Миряков любил женщин, и женщины любили Мирякова. Он обладал не то чтобы редкой, но всегда востребованной способностью транслировать окружающим мысль, что он уже все за них решил, — мысль, крайне привлекательную для людей определенного склада, охотно идущих из-за этого в армию, религию и замуж. При этом Михаил Ильич не ставил себе целью подчинять кого-то своей воле да и вообще не ставил здесь перед собой никаких целей, отчего все его романы протекали легко и необременительно, естественным образом заканчиваясь с отъездом из очередного города. Некоторое время с ним, правда, ездила женщина большой, пусть и нервной, красоты, которую Миряков представлял всем как Дару и даже пытался придумать ей постоянное место в организации. Особенно примечательным был ее взгляд, всегда вроде бы отсутствующий, но в то же время пугающе пристальный. Михаил Ильич уже при первой встрече увидел, что Дара, которая в действительности звалась Жанной, чудовищно близорука и уже на расстоянии в пару метров не различает лиц, но на людей неподготовленных ее глаза производили сильное впечатление.
Из планов Мирякова ничего не вышло: Жанна-Дара оказалась ленива, капризна и совершенно не приспособлена к полезной деятельности. Одетая в белую полотняную рубаху до пят, она терпеливо стояла рядом с Миряковым во время проповедей и даже развлекала гостей на традиционных вечерях, но все остальное время валялась в постели или бродила по коридорам гостиниц или общежитий, грызя на ходу шоколад и ласково улыбаясь встречным, не узнаваемым ею в подводном царстве миопии. Оставшись с Миряковым наедине, Дара жаловалась на жару и скуку, требуя внимания и кондиционеров, поэтому Михаил Ильич вздохнул с облегчением, когда в одном из городов она ушла к художнику-огнепоклоннику, рисовавшему пламя во всех его видах, от горящих сугробов тополиного пуха до ночных пожаров внутри бетонных домовых коробок, и собиравшемуся запечатлеть новую музу на огромном полотне, изображающем ад, в качестве то ли страдающей грешницы, то ли парящего наверху, в дымных облаках, ангела, счастливого в близоруком неведении.
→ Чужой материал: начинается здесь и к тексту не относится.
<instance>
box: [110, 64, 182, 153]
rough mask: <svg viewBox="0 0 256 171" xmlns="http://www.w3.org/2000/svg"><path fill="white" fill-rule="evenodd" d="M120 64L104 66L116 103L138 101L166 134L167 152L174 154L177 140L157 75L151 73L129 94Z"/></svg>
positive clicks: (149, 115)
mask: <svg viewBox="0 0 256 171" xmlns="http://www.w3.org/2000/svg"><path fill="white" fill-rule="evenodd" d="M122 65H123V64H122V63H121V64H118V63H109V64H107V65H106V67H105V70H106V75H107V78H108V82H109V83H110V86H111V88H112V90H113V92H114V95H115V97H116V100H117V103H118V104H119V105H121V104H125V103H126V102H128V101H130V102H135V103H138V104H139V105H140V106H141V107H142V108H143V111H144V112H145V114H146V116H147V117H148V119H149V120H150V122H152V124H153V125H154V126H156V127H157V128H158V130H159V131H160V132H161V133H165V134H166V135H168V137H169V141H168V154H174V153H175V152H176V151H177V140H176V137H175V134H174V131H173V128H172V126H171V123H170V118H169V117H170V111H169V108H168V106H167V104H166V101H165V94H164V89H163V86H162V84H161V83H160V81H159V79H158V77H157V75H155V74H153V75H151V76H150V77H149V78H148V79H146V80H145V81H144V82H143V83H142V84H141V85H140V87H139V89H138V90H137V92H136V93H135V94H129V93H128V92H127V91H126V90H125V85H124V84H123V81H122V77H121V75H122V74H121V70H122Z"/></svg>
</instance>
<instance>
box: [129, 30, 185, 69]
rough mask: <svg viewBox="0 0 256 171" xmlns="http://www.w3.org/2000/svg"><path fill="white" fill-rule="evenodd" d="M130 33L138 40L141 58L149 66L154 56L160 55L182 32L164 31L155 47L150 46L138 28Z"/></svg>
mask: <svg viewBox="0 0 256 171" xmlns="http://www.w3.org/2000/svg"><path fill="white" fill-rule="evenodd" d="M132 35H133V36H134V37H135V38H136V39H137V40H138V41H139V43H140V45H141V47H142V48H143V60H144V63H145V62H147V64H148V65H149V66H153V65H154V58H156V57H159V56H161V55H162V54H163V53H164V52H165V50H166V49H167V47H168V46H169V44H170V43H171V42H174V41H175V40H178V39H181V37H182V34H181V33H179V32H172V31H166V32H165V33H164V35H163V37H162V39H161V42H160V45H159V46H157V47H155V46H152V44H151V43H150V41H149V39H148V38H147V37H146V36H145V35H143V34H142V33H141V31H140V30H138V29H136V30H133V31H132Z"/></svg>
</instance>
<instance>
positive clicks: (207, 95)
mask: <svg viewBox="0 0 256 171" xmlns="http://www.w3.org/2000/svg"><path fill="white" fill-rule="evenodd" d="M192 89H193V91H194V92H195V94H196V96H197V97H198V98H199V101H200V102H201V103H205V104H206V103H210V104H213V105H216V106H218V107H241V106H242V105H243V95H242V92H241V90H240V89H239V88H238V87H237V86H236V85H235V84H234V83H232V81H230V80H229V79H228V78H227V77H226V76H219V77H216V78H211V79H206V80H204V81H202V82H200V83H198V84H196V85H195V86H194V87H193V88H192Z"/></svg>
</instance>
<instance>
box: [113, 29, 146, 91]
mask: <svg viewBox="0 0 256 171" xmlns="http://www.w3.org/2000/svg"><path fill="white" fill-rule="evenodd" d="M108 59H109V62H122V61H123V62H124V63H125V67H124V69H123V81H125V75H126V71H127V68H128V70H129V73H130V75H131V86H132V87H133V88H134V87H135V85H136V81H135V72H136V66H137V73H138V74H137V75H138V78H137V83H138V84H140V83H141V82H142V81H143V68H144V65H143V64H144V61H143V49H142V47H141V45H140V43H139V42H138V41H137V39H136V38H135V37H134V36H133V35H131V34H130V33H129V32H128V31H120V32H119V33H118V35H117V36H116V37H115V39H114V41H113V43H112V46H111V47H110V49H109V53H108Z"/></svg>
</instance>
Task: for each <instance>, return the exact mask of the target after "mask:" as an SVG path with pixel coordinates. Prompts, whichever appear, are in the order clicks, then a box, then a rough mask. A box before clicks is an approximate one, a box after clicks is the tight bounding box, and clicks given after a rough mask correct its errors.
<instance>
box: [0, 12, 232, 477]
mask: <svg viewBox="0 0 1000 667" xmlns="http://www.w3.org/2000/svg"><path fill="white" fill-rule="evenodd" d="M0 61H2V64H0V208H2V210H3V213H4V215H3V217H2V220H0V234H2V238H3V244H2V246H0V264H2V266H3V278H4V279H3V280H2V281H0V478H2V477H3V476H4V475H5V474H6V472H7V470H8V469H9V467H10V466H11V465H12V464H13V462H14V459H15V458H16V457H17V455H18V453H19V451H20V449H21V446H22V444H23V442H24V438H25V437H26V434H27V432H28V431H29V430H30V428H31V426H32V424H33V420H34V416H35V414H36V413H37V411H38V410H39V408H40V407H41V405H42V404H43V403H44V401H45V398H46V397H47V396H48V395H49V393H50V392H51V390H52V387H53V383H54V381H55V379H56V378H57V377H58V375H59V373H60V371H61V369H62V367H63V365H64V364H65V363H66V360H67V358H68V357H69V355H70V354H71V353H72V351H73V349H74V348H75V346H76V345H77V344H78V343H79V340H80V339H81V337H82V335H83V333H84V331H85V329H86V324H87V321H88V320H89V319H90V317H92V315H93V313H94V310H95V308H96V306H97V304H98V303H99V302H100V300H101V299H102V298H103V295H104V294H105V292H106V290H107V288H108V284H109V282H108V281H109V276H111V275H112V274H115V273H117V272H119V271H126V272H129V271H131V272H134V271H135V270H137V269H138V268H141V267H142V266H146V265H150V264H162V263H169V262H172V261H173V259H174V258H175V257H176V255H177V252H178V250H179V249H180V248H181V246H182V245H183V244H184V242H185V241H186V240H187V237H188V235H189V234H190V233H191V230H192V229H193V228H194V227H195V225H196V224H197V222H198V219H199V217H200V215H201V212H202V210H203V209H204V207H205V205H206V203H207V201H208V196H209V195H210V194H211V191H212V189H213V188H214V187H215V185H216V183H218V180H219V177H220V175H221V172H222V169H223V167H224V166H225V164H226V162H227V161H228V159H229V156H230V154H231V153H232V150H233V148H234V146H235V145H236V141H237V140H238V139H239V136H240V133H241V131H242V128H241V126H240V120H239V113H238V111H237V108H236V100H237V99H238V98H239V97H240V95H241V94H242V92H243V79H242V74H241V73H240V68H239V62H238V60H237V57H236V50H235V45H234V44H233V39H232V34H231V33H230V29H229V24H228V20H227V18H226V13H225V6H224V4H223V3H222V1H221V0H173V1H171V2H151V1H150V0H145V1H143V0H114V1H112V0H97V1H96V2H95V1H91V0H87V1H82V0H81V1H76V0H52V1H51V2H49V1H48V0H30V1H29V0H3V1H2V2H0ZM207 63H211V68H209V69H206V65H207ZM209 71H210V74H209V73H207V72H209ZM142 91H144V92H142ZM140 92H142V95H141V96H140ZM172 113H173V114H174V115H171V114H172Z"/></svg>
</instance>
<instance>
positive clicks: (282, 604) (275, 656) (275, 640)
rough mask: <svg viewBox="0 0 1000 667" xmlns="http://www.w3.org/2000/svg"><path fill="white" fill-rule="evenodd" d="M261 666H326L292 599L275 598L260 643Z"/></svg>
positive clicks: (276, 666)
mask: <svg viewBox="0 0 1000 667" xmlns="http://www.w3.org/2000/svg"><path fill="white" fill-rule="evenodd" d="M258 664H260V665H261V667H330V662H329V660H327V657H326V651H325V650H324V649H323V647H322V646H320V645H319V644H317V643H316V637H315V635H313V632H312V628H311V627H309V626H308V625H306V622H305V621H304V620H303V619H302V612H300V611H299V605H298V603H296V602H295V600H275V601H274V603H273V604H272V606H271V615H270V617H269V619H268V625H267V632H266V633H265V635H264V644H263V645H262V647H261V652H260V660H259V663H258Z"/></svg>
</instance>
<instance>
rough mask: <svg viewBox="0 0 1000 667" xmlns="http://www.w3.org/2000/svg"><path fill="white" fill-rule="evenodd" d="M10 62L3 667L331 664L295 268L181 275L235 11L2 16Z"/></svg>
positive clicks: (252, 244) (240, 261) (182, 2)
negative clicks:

За все время в Краснопольске Миряков странным образом не завел никакого романа, и это удивляло даже больше, чем происходившие с его участием чудеса. Вяло размышляя время от времени над причинами неожиданного целибата, Михаил Ильич грешил то на пресыщение, то на возраст, однако эти объяснения больше не казались убедительными. Зато теперь у него появился план, появилась надежда, и потому, с вином и талыми конфетами, он быстро, насколько позволяла жара, шел в сторону прокуратуры, где надеялся застать Ольгу.
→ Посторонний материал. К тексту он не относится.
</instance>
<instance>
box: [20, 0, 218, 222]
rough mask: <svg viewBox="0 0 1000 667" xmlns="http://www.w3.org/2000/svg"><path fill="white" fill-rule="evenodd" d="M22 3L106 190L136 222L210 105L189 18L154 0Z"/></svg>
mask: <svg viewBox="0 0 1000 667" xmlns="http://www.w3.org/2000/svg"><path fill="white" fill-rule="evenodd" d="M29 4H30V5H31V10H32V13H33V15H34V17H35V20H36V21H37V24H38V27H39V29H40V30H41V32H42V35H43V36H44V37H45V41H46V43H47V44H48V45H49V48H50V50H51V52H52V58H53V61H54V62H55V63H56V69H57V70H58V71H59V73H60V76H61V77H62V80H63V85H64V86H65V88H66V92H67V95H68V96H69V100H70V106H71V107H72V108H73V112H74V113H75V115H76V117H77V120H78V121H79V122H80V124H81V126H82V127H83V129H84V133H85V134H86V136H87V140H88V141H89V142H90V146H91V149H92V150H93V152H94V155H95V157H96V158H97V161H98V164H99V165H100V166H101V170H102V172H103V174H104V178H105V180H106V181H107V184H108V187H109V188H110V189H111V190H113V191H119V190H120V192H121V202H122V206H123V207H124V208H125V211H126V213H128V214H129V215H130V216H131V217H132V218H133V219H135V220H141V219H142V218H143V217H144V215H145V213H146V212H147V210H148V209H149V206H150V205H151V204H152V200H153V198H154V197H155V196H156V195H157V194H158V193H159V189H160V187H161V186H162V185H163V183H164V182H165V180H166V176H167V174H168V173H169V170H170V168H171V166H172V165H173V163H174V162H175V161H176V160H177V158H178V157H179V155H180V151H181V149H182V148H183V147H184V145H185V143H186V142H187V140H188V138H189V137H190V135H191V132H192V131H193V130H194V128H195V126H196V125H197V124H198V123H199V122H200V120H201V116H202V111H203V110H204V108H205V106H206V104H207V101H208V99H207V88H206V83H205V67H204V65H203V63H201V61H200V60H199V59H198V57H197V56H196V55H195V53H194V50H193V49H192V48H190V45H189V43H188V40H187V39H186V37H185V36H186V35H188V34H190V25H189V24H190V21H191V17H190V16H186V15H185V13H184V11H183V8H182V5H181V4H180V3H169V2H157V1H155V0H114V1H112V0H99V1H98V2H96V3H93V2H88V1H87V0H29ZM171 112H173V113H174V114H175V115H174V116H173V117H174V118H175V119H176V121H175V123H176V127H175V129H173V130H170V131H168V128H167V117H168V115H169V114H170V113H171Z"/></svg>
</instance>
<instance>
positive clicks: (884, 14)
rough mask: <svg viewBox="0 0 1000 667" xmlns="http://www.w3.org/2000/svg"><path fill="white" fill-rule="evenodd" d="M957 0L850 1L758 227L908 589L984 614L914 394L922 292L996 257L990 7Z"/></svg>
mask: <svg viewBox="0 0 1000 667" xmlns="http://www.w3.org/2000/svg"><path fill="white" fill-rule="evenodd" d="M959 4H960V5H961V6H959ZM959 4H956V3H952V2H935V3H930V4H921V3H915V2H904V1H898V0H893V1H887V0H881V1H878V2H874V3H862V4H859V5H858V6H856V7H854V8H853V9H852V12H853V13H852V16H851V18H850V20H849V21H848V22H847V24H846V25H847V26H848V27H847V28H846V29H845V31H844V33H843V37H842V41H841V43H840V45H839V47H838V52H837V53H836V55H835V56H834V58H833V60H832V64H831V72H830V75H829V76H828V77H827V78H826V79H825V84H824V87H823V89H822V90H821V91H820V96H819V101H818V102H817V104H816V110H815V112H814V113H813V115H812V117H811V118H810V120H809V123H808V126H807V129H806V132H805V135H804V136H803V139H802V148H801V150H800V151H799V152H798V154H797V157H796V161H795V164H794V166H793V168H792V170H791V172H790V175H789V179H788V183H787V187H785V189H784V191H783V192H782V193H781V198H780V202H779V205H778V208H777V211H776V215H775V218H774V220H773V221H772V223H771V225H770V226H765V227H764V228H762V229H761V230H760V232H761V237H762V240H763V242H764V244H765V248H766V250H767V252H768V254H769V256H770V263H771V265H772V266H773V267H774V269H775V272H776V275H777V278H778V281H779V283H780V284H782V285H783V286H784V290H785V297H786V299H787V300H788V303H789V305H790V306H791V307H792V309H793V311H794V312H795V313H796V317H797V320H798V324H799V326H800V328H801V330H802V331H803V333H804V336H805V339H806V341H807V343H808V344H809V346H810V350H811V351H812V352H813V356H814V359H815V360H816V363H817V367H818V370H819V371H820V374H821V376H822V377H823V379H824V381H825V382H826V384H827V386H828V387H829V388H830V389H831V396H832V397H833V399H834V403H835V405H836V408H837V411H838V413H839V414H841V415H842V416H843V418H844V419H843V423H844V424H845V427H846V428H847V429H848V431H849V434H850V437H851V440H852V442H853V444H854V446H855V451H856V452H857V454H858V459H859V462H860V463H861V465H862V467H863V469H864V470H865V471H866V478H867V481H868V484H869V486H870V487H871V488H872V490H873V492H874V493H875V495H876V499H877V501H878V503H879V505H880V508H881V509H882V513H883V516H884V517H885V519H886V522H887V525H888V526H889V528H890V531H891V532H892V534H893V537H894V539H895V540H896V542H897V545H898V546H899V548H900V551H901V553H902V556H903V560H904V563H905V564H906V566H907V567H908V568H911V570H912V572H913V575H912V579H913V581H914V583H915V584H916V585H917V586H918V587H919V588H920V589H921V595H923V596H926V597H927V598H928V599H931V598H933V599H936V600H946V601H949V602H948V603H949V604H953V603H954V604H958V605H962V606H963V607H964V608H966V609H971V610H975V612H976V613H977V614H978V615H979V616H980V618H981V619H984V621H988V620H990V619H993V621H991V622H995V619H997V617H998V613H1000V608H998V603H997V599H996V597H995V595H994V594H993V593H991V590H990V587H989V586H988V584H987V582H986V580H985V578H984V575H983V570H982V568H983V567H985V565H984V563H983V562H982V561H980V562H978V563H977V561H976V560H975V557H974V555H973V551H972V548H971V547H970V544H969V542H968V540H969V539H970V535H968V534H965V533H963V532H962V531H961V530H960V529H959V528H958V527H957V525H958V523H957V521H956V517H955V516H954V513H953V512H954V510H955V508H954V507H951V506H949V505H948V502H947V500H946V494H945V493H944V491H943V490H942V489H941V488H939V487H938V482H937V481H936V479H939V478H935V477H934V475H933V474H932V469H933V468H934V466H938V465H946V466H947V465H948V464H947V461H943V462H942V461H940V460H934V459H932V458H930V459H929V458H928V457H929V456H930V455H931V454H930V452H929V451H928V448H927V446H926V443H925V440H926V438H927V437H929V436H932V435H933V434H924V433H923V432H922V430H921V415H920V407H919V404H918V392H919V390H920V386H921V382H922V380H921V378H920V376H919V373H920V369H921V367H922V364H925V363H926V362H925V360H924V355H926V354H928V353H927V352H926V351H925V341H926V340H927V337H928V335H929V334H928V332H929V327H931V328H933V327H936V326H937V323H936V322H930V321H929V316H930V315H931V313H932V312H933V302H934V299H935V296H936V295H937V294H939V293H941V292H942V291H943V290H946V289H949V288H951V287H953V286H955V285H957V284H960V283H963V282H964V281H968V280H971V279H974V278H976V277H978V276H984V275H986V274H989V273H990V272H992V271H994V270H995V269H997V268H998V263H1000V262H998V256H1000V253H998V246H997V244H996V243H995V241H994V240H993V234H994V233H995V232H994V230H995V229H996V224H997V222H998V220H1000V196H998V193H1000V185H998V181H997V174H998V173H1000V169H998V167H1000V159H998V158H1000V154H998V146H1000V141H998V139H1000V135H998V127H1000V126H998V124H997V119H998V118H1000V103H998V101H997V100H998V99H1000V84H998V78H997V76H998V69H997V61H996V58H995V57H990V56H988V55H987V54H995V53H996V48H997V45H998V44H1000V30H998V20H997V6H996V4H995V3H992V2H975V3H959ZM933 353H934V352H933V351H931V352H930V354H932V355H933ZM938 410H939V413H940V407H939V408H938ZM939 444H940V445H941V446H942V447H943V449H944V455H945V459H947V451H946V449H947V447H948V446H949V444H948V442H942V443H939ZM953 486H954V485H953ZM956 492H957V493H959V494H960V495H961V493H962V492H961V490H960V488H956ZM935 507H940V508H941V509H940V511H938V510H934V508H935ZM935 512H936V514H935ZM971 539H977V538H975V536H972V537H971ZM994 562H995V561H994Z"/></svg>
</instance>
Ольга действительно была на работе. Одетая сегодня в форму, но, по обыкновению, без оставшихся под столом туфель, она стояла на своем любимом месте возле окна, глядя на пустой двор и барабаня пальцами по лежащей на подоконнике стопке выцветших пыльных бумаг. Она теперь часто застывала подобным образом и словно напряженно о чем-то думала, пытаясь ухватить увертливую мысль или взвешивая последствия важного решения, хотя в действительности думать ей было не о чем и нечего было решать. Все происходило само собой. Ольге казалось, будто в последние годы она была только частью себя, а теперь ей разрешили жить целиком, как если бы кто-то больно растер ей, оживив, затекшую руку или засунул внутрь, аккуратно соединив, влажные скользкие органы, без которых она обходилась раньше, не замечая увечности. Она снова соединилась с той девочкой, которую оставила одну в тайном детском мире, чтобы лучше устроиться в этом, выдуманном сообща другими людьми. Этот общий мир никуда не исчез, как никуда не исчезли семья и работа, которые по-прежнему оставались важны, но теперь виделись в своем истинном масштабе: они сделались маленькими, а сама Ольга стала большой, какой и должна была быть с самого начала.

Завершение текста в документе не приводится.